O marxista Daniel Bensaid declarou que “alguns críticos condenaram Marx pelo uso do termo ‘raça’ (rasse) em duas passagens nos textos dos Anais Franco-Alemães (mas não no artigo sobre a questão judaica)”. Esse dado é interessante, sobretudo porque um dos aspectos da construção social ou cultural da raça diz respeito ao plano do discurso. Ao longo da história, os povos de origem judaica e outros povos oprimidos foram constituídos como uma raça através das análises discursivas produzidas sobre eles. No entanto, no ensaio sobre a questão judaica, o discurso de Marx foi, ao contrário, profundamente antirracista, expressão da militância de Marx na Gazeta Renana em torno da causa da emancipação dos judeus (ver, por exemplo, a Carta de Marx a Arnold Ruge, de 13 de março de 1843).

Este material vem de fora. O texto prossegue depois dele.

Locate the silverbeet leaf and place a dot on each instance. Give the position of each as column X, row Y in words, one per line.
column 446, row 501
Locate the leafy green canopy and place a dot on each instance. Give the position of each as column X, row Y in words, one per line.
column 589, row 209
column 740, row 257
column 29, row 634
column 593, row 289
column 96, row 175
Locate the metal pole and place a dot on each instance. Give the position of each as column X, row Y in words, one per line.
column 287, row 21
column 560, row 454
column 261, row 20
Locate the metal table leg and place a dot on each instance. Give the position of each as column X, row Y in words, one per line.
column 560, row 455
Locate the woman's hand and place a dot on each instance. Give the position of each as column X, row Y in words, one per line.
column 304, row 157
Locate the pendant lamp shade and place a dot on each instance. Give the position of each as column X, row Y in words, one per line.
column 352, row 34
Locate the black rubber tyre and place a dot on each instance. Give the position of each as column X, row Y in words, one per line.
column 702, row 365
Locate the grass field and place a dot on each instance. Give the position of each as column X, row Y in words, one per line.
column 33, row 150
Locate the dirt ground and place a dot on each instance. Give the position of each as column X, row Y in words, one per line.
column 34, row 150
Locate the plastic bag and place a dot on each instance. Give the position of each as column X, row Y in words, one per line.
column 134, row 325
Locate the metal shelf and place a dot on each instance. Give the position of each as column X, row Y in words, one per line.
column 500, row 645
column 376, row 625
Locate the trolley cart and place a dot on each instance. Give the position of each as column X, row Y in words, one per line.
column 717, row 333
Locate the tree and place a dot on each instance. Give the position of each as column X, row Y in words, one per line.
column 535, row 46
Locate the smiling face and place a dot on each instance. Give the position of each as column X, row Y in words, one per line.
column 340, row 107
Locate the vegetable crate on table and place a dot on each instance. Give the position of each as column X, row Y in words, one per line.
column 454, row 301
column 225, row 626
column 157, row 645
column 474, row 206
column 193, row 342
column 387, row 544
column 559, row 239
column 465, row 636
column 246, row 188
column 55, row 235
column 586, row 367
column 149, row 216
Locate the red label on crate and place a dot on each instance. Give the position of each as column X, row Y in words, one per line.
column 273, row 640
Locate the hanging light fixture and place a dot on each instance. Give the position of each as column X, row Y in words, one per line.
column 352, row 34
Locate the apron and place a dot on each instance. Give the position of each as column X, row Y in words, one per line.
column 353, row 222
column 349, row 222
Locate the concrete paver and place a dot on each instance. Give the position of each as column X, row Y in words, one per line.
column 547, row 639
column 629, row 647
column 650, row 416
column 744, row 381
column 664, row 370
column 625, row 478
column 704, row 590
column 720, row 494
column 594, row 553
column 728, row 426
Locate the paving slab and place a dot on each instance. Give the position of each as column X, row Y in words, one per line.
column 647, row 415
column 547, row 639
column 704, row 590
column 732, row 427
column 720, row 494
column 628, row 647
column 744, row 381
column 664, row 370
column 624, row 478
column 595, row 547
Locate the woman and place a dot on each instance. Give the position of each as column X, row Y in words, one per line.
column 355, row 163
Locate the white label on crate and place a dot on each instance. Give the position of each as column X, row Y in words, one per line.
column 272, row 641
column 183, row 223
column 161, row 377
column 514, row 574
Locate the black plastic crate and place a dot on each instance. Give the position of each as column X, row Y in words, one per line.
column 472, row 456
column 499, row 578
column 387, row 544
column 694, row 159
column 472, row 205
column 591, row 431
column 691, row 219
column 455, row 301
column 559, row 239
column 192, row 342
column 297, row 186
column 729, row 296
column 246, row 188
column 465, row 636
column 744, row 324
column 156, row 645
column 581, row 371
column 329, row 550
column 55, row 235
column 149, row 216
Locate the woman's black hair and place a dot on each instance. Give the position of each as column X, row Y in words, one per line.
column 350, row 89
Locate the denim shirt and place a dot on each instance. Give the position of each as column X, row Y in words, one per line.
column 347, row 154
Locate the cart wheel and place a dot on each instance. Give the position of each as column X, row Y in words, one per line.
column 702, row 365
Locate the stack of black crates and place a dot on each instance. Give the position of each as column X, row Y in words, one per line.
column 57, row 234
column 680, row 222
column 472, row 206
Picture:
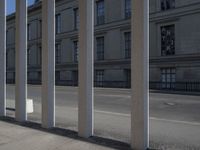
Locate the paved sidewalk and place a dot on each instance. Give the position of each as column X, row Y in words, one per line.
column 30, row 136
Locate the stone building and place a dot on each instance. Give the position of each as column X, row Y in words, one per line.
column 174, row 43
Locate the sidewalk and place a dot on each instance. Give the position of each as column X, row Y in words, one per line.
column 30, row 136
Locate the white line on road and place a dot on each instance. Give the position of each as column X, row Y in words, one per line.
column 151, row 118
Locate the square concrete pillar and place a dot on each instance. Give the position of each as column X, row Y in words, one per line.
column 2, row 57
column 48, row 63
column 21, row 60
column 140, row 75
column 86, row 35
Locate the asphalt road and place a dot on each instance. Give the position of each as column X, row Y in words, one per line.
column 174, row 119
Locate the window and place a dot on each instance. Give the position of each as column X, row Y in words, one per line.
column 29, row 32
column 100, row 48
column 58, row 53
column 127, row 77
column 58, row 23
column 100, row 12
column 167, row 4
column 74, row 77
column 39, row 55
column 40, row 28
column 168, row 78
column 75, row 53
column 168, row 40
column 76, row 19
column 28, row 56
column 127, row 38
column 99, row 77
column 57, row 76
column 127, row 9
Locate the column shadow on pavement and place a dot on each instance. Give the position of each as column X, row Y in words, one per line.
column 70, row 134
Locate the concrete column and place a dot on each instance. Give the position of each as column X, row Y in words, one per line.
column 140, row 75
column 48, row 63
column 85, row 106
column 3, row 57
column 21, row 60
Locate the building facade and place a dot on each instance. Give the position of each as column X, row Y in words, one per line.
column 174, row 43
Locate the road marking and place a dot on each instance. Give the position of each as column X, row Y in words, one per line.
column 109, row 95
column 151, row 118
column 176, row 121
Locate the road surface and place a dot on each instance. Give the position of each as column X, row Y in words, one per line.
column 174, row 119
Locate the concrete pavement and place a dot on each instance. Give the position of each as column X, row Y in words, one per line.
column 174, row 123
column 30, row 136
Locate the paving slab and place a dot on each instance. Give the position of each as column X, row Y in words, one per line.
column 30, row 136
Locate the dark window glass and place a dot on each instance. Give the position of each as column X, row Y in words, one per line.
column 58, row 53
column 168, row 77
column 99, row 77
column 28, row 56
column 127, row 38
column 75, row 53
column 29, row 32
column 127, row 9
column 58, row 23
column 100, row 48
column 167, row 40
column 167, row 4
column 76, row 19
column 100, row 12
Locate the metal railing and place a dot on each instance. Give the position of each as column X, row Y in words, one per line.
column 167, row 86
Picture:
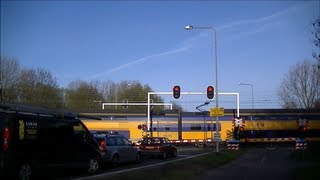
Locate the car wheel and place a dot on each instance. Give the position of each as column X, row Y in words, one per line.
column 138, row 158
column 175, row 153
column 25, row 171
column 93, row 165
column 164, row 155
column 115, row 161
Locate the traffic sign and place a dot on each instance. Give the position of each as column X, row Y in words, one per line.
column 218, row 111
column 217, row 137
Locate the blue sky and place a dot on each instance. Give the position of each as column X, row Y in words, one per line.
column 257, row 42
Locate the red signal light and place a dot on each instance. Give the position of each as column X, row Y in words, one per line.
column 210, row 92
column 102, row 146
column 304, row 129
column 176, row 92
column 6, row 139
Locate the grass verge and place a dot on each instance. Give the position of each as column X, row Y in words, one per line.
column 184, row 169
column 311, row 160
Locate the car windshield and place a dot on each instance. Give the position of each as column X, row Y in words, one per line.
column 152, row 141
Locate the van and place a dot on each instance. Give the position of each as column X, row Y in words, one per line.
column 33, row 138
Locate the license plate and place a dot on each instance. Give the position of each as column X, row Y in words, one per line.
column 149, row 147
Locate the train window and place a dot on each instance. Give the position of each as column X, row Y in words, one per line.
column 195, row 127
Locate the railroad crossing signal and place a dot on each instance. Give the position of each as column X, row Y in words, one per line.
column 237, row 122
column 218, row 111
column 210, row 92
column 176, row 92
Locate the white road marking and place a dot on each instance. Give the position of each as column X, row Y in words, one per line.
column 137, row 168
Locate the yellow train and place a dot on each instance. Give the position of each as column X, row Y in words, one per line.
column 264, row 125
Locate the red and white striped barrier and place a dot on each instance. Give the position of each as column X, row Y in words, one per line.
column 301, row 145
column 233, row 146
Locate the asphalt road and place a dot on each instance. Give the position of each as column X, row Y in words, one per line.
column 257, row 164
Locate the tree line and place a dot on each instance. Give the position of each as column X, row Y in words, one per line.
column 300, row 87
column 38, row 87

Diferentemente, os teóricos antissemitas nesse período fizeram oposição ao Édito da emancipação judaica na Alemanha por meio da evocação de um conjunto de aspectos religiosos, nacionais e raciais sobre os judeus. O texto de Marx, porém, operou na contramão desse movimento, expondo uma crítica radical aos limites expressos da Revolução Francesa e de toda a retórica da universalização dos direitos humanos. Na controvérsia com Bruno Bauer, Marx prestou apoio à emancipação político-civil dos judeus sem, no entanto, exigir que eles renunciassem à sua fé e religião, visto que, em seu entendimento, as religiões somente poderiam ser superadas em conjunto com a superação da “miséria real”. Para Marx, a emancipação política dos judeus representava um grande progresso, não chegando a ser “a forma definitiva da emancipação humana em geral, mas constitui a forma definitiva da emancipação humana dentro da ordem mundial vigente”.

Engels, por sua vez, também condenou o antissemitismo e o ódio racial contra os judeus em sua polêmica contra Eugen Dühring, teórico que almejou livrar os Estados europeus do que ele próprio denominou ser a “submiscigenação judaica mais intensa”. Para Engels, o “ilustre” professor de filosofia esteve “tão atolado em veleidades pessoais a ponto de chamar de ‘juízo natural’ fundado em ‘razões naturais’ o preconceito popular contra os judeus advindo do bigotismo da Idade Média”. Anos mais tarde, em 1890, o próprio Engels realizou nova condenação contundente do antissemitismo racial, designando-o como “uma cultura retardada” de “reação dos estratos sociais medievais decadentes contra uma sociedade moderna”. No entanto, mais uma vez, Fanon pôde ir além, quando afirmou que a burguesia racista alçada ao poder “em nome da raça” foi incapaz de “fazer triunfar um catecismo humanista mínimo”. De alguma forma, ela mascarou o seu racismo e manteve “intacta sua proclamação da suprema dignidade humana”.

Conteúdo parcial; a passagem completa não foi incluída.